Scoping the Required Correction
Once an error has been identified, the correction needs to be scoped. This includes: which tables are affected by the error, which catalognumbers, etc. Please use the DB Fix Issue
GitLab template.
Here is the template for reference:
# **DB Fix Issue**
__This issue title should include schema name, year of record affected__
- eg "HFX 2020 receiver lat/long change"
__add DB fix label to issue__
## Related gitlab issue:
- eg #1234, [paste link to issue]
## Schema:
- eg HFX
## DB table name:
- eg HFX.moorings
### information needed for each record that needs fixing (repeat for each catalog number):
1. unique identifier:
1. original value:
1. new value:
- [ ] NAME - label issue `db fix`
- [ ] NAME - tag OTNDC staff for assistance with request (@diniangela etc)
Once fully scoped, you may assign the Issue to OTN Staff to complete the correction. If it is a simple process, they may provide instructions to the Node Manager to complete. Do not attempt to correct the issue yourself without consultation with OTN.
Database Fix Notebooks
Currently, the OTN Database Team is working on a suite of notebooks for fixing common issues found in the database. These are the tools that the OTN Team will be using to correct the identified errors, if the tool to do so already exists.

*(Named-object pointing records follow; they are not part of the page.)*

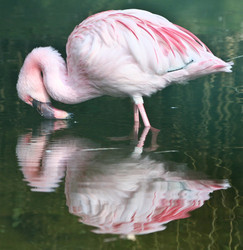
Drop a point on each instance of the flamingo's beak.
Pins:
(46, 110)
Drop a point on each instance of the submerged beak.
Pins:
(46, 110)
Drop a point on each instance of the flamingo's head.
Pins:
(31, 89)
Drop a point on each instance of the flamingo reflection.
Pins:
(113, 189)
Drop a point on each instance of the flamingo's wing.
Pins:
(134, 46)
(152, 42)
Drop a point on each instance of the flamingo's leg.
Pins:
(138, 100)
(136, 114)
(143, 115)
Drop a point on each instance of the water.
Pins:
(82, 184)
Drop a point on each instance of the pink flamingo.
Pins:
(118, 53)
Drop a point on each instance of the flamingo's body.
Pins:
(119, 53)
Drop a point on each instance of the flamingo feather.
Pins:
(118, 53)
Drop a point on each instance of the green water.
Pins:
(63, 182)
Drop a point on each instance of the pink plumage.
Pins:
(118, 53)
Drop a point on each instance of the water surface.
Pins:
(83, 184)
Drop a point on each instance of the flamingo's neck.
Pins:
(60, 85)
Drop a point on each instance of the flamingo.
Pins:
(118, 53)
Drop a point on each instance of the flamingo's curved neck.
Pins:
(60, 85)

These notebooks are beyond the scope of the current training but eventually Data Managers who wish to learn more will be able to take further training. In the meantime, if you see notes in the notebooks such as “Use the DB Fix notebook called XXXX to correct this error”, please create a DB Fix Issue
ticket and pass it off to OTN.
Key Points
OTN is developing tools to support this.